Dionée dans le Bunker




56… 55… 54… 53…
Giorgi Kerensky fixait l’indicateur digital d’un air absent. Son esprit était encore tout à l’amusement procuré par l’affrontement de Cardignac avec une plante verte… une plante carnivore délicieusement vicieuse, certes, mais une plante verte tout de même.

Il était si accaparé par ses pensées qu’il fut presque surpris lorsque le signal sonore retentit, annonçant l’ouverture des portes.
Une secrétaire anonyme entra dans la cabine mais ce ne fut ni elle, ni sa jupe très, mais alors très courte, qui retinrent son attention.

Non, ce qui retînt son attention, ce fut le vigile non loin de là dans le couloir. Ou plutôt la façon dont le message qu’il reçut dans son oreille mit tout son corps sous tension.
Alors que les portes commençaient à se refermer, Kerensky put entendre le vigile répondre à l’appel et annoncer qu’il serait dans le bureau de M. Cardignac dans les 2 minutes. Il demanda alors d’envoyer quelqu’un pour finir d’assurer sa ronde.
La mise en place de rondes de sécurité, de jours comme de nuits, était l’une des dernières mesures de sécurité mises en place par Joy pour éviter que les incidents des derniers mois, trop nombreux à son goût, ne se reproduisent.
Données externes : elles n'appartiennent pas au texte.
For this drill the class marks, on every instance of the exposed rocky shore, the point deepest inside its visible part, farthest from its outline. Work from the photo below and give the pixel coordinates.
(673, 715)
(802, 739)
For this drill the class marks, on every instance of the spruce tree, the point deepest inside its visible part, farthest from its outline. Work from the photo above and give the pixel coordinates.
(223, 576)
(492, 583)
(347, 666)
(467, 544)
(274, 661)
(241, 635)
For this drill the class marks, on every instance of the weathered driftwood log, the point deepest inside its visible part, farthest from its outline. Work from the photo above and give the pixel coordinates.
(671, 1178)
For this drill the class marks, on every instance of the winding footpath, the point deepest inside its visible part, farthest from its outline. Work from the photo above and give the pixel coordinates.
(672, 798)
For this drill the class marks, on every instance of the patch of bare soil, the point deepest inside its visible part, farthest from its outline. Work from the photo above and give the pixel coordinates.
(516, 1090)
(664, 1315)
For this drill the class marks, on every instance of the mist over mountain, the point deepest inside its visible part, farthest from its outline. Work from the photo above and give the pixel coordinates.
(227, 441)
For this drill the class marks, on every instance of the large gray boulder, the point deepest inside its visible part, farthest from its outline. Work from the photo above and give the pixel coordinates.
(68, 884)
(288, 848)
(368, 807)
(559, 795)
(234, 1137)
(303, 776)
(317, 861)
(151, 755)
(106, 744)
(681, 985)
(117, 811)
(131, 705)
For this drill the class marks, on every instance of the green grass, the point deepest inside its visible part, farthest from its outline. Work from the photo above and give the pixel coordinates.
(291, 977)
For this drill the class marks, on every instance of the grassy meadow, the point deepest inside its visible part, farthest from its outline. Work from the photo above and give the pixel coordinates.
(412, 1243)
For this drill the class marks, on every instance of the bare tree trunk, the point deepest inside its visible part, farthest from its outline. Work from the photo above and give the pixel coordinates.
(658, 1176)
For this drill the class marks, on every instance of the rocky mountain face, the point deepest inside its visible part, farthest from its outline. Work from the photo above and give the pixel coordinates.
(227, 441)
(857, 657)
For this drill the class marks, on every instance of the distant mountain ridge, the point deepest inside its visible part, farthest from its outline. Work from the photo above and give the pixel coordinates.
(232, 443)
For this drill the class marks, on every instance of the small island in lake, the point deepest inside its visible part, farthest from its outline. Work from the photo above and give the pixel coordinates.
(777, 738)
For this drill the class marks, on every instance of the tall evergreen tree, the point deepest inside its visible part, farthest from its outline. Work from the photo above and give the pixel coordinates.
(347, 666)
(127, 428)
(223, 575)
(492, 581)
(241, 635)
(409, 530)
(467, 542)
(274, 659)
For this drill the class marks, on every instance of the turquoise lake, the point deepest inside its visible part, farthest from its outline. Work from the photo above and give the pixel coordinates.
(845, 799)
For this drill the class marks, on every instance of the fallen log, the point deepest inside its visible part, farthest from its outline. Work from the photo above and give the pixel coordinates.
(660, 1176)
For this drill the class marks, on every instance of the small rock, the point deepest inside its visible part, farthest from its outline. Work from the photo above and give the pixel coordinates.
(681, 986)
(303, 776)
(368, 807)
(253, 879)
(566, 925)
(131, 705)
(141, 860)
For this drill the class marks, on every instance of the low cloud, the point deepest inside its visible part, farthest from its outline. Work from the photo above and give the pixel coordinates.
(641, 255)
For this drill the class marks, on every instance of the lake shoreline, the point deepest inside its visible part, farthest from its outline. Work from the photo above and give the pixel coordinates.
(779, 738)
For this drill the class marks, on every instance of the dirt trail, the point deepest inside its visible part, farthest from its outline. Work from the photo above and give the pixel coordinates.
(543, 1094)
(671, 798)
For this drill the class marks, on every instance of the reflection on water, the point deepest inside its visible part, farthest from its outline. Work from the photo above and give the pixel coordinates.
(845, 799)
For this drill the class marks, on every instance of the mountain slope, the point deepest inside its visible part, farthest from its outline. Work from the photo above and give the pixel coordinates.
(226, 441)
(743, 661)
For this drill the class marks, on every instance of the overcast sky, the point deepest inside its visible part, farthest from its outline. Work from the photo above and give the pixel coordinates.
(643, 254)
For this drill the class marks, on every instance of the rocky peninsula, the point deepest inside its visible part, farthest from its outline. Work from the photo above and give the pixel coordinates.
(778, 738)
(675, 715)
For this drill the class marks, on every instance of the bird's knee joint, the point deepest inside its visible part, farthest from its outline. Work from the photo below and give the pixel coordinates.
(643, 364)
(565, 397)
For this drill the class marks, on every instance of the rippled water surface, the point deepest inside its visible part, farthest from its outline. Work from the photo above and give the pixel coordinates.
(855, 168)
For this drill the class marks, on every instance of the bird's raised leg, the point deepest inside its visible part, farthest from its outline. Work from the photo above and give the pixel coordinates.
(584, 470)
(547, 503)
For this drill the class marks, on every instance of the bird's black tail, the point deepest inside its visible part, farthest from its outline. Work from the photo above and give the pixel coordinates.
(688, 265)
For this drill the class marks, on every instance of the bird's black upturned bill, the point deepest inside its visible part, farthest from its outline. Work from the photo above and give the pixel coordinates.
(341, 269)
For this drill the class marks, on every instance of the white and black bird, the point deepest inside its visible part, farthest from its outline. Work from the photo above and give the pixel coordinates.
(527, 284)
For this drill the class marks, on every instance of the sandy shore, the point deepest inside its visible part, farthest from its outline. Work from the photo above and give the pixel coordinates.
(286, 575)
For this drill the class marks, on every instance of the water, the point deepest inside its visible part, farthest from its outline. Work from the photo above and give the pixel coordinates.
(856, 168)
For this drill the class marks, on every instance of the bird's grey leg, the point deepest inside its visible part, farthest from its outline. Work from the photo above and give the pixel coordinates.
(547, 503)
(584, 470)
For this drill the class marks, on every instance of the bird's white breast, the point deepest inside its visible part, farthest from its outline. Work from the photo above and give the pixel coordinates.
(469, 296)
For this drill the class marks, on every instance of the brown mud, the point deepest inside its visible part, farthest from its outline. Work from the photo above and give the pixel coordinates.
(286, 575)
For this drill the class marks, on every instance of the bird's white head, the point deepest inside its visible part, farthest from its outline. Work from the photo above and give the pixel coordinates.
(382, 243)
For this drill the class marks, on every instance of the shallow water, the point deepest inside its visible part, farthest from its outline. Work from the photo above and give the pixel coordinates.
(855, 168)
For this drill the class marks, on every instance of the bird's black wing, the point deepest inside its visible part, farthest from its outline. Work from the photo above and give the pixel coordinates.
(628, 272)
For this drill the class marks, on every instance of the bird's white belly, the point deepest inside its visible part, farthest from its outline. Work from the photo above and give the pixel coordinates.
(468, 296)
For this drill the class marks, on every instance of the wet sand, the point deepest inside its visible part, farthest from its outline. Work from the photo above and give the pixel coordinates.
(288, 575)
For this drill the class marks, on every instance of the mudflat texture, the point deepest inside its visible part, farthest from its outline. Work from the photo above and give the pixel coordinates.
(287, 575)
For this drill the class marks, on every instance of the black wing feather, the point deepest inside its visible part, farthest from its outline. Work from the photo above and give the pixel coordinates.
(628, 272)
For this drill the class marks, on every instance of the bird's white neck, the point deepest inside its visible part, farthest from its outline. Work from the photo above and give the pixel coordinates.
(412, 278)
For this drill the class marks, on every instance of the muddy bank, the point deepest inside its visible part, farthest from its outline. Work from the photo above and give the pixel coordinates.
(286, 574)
La mesure avait fait l’objet de nombreuses controverses mais Joy s’était montrée intransigeante ; et ce que Joy veut…

Kerensky, lui, était mal placé pour remettre en cause le bien fondé de cette mesure mais là, tout de même, c’était poussé le bouchon un peu loin… Cardignac allait faire évacué, manu militari, une plante carnivore sous prétexte que celle-ci s’était montrée un peu facétieuse… Après tout, qui pourrait lui reprocher de ne pas apprécier la proximité de ce capitaliste puant ! Certainement pas lui.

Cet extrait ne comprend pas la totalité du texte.